What is the rare gemstone effect

10 of the rarest gemstones in the world

They formed in the earth over millions of years. Gemstones are real wonders of nature. In some cases, certain gemstones are extremely rare. And there are even samples of which only a handful could be found, which of course makes them very popular among collectors. But which gemstones are the rarest? Our in-house experts will give you a full list. Here are 10 of the rarest gemstones in the world for you.

1. Grandidierite

Until recently, the bluish-green mineral grandidierite was almost unaffordable. The first find goes back to 1902 and was made by Alfred Lacroix. It was not until many years later, in September 2016, that a new deposit was discovered in southern Madagascar. The exact location is outside of Tranomaro, near the first find in Andrahomana.

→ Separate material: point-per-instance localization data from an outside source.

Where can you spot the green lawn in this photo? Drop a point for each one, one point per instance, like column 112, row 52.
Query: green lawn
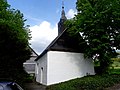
column 96, row 82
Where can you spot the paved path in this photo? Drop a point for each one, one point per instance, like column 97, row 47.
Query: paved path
column 34, row 86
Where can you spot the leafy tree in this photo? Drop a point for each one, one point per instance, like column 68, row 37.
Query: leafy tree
column 98, row 22
column 14, row 45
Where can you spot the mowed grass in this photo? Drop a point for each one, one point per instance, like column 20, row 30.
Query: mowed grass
column 96, row 82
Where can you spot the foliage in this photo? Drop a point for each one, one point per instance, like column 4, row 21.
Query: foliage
column 87, row 83
column 14, row 36
column 98, row 24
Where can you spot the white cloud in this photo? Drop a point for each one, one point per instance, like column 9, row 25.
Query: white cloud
column 42, row 35
column 71, row 13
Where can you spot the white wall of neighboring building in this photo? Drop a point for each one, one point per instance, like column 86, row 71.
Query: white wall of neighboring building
column 41, row 70
column 62, row 66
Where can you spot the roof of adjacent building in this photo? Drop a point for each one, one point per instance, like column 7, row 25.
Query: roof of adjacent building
column 65, row 42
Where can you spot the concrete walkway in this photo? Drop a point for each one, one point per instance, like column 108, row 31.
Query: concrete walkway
column 34, row 86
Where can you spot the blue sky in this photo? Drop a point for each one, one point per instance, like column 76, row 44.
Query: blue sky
column 36, row 11
column 43, row 16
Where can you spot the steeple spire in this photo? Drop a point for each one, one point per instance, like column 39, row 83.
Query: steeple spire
column 62, row 20
column 63, row 12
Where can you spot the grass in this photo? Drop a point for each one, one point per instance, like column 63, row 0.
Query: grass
column 96, row 82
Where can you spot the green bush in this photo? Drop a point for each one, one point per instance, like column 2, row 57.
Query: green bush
column 96, row 82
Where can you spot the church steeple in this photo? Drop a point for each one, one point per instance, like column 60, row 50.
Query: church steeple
column 62, row 20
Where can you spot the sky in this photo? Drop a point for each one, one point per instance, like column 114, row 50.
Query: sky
column 43, row 17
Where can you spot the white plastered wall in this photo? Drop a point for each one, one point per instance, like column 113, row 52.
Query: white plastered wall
column 63, row 66
column 41, row 70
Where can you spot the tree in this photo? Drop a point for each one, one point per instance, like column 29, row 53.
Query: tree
column 14, row 45
column 98, row 23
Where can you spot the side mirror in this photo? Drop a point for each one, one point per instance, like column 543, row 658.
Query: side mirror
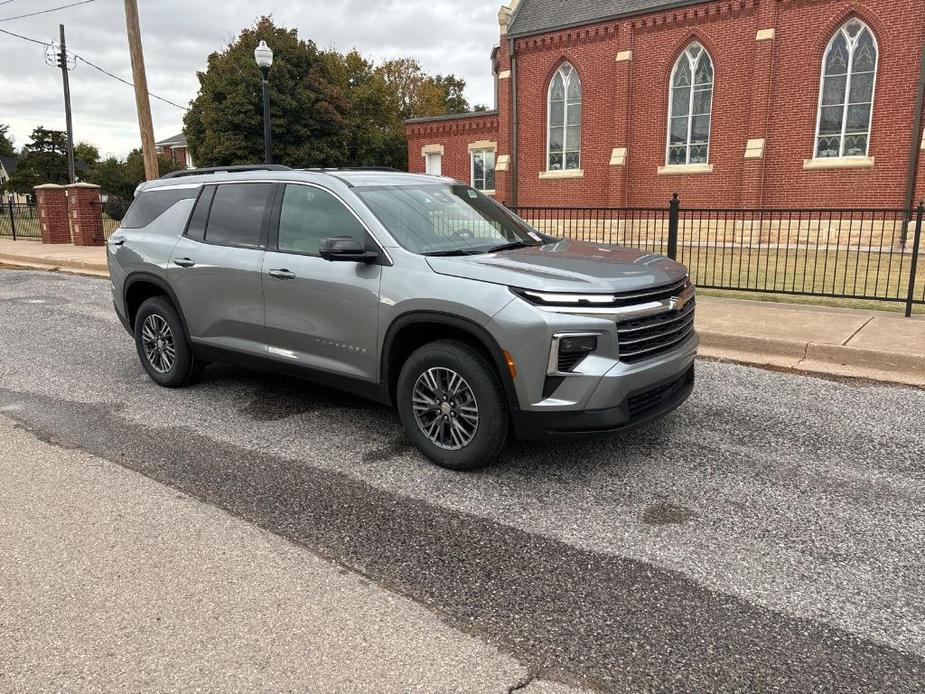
column 345, row 249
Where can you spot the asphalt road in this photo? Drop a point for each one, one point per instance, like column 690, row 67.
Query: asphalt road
column 768, row 536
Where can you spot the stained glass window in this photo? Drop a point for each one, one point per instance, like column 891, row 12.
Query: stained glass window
column 846, row 95
column 564, row 144
column 690, row 105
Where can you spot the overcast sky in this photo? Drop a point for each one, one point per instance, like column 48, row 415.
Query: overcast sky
column 444, row 35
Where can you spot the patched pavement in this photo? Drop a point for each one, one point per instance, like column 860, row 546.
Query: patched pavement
column 765, row 537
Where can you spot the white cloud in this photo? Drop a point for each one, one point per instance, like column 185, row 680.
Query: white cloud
column 179, row 35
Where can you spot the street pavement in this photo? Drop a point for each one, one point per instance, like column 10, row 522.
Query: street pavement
column 113, row 582
column 765, row 537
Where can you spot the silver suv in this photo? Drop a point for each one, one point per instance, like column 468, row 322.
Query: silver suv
column 416, row 291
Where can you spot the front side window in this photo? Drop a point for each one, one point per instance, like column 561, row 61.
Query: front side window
column 446, row 219
column 564, row 145
column 846, row 95
column 483, row 169
column 237, row 213
column 309, row 214
column 690, row 103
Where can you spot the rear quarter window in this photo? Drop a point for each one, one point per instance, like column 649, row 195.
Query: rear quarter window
column 151, row 204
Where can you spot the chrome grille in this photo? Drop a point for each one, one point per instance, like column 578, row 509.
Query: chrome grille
column 645, row 338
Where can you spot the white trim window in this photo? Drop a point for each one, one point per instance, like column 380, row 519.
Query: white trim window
column 563, row 150
column 690, row 103
column 483, row 169
column 846, row 92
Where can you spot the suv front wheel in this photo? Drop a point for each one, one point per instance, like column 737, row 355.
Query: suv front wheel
column 452, row 406
column 162, row 346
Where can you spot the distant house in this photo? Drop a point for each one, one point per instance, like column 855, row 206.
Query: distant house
column 7, row 168
column 175, row 148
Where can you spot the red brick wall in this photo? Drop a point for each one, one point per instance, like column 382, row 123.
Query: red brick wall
column 455, row 135
column 763, row 89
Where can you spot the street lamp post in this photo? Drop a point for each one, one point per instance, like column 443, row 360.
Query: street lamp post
column 264, row 57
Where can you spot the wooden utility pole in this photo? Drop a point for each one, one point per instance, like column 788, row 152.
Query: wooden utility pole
column 141, row 90
column 62, row 63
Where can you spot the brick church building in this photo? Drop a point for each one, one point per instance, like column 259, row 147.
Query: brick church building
column 731, row 103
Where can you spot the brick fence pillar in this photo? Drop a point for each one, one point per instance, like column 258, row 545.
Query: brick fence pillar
column 52, row 205
column 86, row 214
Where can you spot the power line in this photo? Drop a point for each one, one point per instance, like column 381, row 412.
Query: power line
column 24, row 38
column 51, row 9
column 116, row 77
column 95, row 67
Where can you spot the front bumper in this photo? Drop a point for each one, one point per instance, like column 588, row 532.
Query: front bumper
column 639, row 407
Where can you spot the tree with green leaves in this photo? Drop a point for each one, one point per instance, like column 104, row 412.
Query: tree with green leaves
column 6, row 141
column 86, row 153
column 327, row 108
column 308, row 111
column 118, row 179
column 43, row 160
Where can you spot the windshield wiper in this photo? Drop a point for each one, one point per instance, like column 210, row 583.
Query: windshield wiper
column 510, row 246
column 445, row 254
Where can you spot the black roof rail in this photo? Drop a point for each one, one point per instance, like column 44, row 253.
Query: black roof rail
column 226, row 169
column 324, row 169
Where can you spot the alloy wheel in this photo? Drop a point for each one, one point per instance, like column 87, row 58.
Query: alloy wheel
column 445, row 408
column 158, row 343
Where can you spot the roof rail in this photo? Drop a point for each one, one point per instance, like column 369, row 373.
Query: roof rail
column 324, row 169
column 226, row 169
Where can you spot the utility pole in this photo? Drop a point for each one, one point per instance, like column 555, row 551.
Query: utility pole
column 141, row 89
column 62, row 63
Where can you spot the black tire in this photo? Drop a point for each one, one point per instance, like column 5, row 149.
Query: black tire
column 183, row 368
column 491, row 431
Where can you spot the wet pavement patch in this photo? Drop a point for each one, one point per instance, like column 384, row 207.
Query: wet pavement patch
column 665, row 513
column 601, row 619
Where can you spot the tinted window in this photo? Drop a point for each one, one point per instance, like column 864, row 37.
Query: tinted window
column 237, row 213
column 151, row 204
column 311, row 214
column 197, row 225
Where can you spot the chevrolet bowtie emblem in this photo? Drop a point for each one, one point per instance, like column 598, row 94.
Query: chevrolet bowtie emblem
column 676, row 303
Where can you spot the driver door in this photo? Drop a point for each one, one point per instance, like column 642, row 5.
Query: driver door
column 319, row 314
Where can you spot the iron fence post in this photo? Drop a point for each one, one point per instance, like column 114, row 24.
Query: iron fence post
column 673, row 208
column 913, row 268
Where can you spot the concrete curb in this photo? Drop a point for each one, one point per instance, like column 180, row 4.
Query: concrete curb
column 69, row 266
column 815, row 357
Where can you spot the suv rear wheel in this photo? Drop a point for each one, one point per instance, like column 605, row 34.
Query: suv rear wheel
column 162, row 346
column 452, row 406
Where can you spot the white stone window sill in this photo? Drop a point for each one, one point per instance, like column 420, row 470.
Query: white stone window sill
column 566, row 173
column 684, row 169
column 838, row 163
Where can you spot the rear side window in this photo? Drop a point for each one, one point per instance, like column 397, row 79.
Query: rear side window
column 151, row 204
column 237, row 213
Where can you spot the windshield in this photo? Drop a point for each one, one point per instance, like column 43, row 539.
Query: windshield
column 447, row 219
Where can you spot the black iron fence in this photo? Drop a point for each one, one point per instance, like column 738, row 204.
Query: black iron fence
column 19, row 220
column 865, row 254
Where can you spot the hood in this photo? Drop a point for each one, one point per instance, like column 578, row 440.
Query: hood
column 566, row 266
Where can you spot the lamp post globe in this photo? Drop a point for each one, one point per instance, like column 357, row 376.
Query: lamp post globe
column 263, row 55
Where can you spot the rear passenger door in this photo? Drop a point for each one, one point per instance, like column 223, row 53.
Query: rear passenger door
column 215, row 268
column 320, row 314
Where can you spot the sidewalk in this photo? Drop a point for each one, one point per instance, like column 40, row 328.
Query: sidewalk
column 876, row 345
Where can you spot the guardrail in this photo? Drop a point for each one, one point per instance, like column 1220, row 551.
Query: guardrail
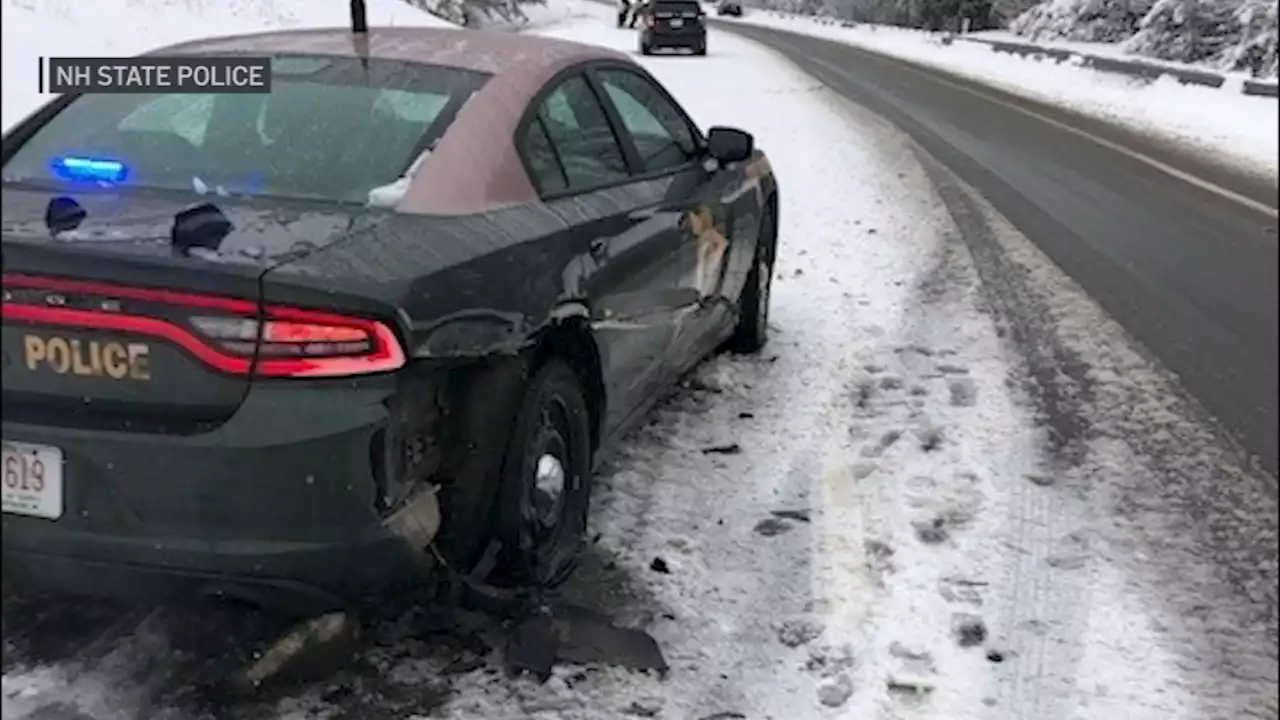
column 1104, row 63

This resulted in a few more stones of higher quality available today, but this mineral is still one of the rarest gemstones in the world.

2. Painite

In 2005, Painite was named the rarest gemstone mineral in the world by the Guinness Book of Records. The reason for this is that up to this point in time only 25 copies were known worldwide. The gemstone was first discovered by the British gemologist Arthur C.D. Pain was salvaged in Myanmar in the 1950s after the mineral also got its name. The mineral is strongly pleochroic, which means that it reflects many different hues from different angles. The color palette ranges from pink to red to brown and is therefore a real feast for the eyes.

3. Benitoite

Benitoite has been found in a variety of locations, but gem quality only in San Benito, California. This eye-catcher has a sapphire blue color, is very transparent and has a strong shine. One of the most amazing properties becomes apparent when you look at the mineral under UV light. It fluoresces in an intense blue-white, which is really worth seeing.

4. Bixbit or red beryl

Although Bixbit was first described in 1904, presentable material was not discovered until 1958, by Lamar Hodges in southwest Utah. Bixbit, also known as red beryl, comes from the same family as emeralds, but is much less common in gem quality. Bixbit is not to be confused with Bixbyit. It's another mineral named after the same person: Maynard Bixby. Interestingly, pure beryl is colorless. The different light shades, like the red of Bixbit, occur due to impurities in the form of manganese.

5. Taaffeite

The remarkable thing about taaffeite is not only its extraordinary rarity, but also the way in which it was discovered. The first sample was discovered in 1945 by Richard Taaffe and not in the earth, but as a finished cut and polished gemstone in a jewelry store in Dublin. This makes it the only gemstone that was originally identified from a faceted stone. Before it was discovered, most of these stones were mistaken for spinel. It is and will remain one of the rarest gemstone minerals in the world and its reliable identification continues to be difficult.

6. Poudretteite

Poudretteit is incredibly beautiful to look at. It is natural pink in color, transparent, and has a glassy sheen. It comes from a quarry in Mont St. Hilaire, Quebec, a very gem-rich area where over 60 types of gemstones have already been discovered. The quarry is owned by the Poudrette family, after whom this gemstone got its name. The first specimens of Poudretteit were discovered as tiny crystals in the 1960s, but it was not recognized as a new type of mineral until 1987 and was fully described even later, in 2003.

Source: Smithsonian

7. Jeremeevit

The next gem on our list is called Jeremejewite. The colorless, sky blue or pale yellow stone was first described in Siberia in 1883 and named after the Russian mineralogist Pavel Jeremejev. Since then, gem-quality crystals have been discovered in limited quantities in Namibia. With very few crystals available, it is believed that Jeremejevite will continue to be an extremely rare collector's gem. That makes the few samples that exist incredibly valuable.

8. Musgravite
Is this gray-green mineral a taaffeite or a musgravite? The two types are chemically and optically very similar to one another and can only be differentiated using what is known as Raman spectroscopy. In 2005 it was believed that only eight specimens of musgravite remained, although it is entirely possible that some collectors own this gemstone and mistake it for a taaffeite. The mineral was named after its first location, the Musgrave Ranges in South Australia in 1967. However, the first specimen large and pure enough to cut into a gemstone was not discovered until 1993.

Source: Lolwot

9. Serendibit

This stone was discovered in Sri Lanka in 1902 by Dunil Palitha Gunasekera. This mineral got its name after Serendib, the old Arabic name for Sri Lanka. It has an unusual mineral composition of calcium, magnesium, aluminum, silicon, boron and oxygen. Cut stones are very rare and usually quite small.

10. Hibonite

Last on our list of the 10 rarest gemstones, we have hibonite. This mineral was discovered in Madagascar in 1953 by Paul Hibon, a French gold prospector. He sent some samples of this striking stone to Jean Behier, who gave the mineral the name "Hibonite" for inspection. This dark mineral can be found in high quality metamorphic stones in Madagascar, and if you are the real lucky guy, maybe ours too Gem Auctions here on Catawiki. That would complete our list of the rarest gemstones in the world. Which is your personal favorite?